I have always been one of those people who said, “I don’t care about nice cars. I just want something safe that gets me from point A to point B.”
But I realized about a year and a half ago that I was totally lying to myself.
That’s when I got a loaner from the Chevy dealership. It was a top-of-the-line Chevy Volt – a hybrid, gunmetal gray with a fin-like antenna and mean grill that made it look like a road shark. I was smitten from the start. But after a few days of averaging more than 200 miles per gallon of gas, I was in love.
But here’s the thing … it’s not a very family-friendly car – and it’s not really intended to be. There is a reason why moms and dads start to see cars way differently as their family grows. Practical features – like space for car seats and built-in vacuums – suddenly have more appeal than sleek, shark-like sedans or cute little coupes.
And yet, most moms and dads want to retain some sense of four-wheel flair.
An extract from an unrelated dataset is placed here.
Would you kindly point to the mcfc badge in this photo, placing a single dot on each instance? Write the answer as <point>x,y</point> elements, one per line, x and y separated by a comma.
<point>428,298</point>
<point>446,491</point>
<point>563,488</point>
When our senior editor, Stacey, had her baby last April, she swore up and down that she’d never be a “minivan mom.” I told her about all of my friends who have them and how that sliding door really does come in handy. She stood her ground and upgraded to a larger SUV a few months ago. It’s practical but she still feels like it’s a good reflection of who she is. And that really is the bottom line when it comes to parenting. There are all sorts of trade-offs when you take that role of raising a child. Great rewards, but sacrifices too. And so often, those sacrifices make us feel a little less like ourselves – or who we always thought we were.
“Before I had kids, I used to shave my legs every day.”
“Before I had kids, I used to go to the bathroom alone.”
“Before I had kids, I used to read books. Actual books. Not just magazines.”
“Before I had kids, … ” You fill in the blank. I don’t know a single mom who hasn’t uttered a version of that sentence at some time.
In this month’s cover story, “Minivan Makeover,” we offer some advice for parents looking to spruce up their wheels – whether you’re in the market for new ones, want more features in what you have or are struggling to keep your home away from home neat and winter-ready.
The truth is, being a parent means you are forever changed – and that may be reflected in your clothes and car. But it doesn’t mean you still aren’t you. When you’re driving your kids around town, like a part-time chauffeur, and you start to lose track of that, do this: Turn up the music with your high school jams and drive that minivan or mom mobile with some gleeful pride.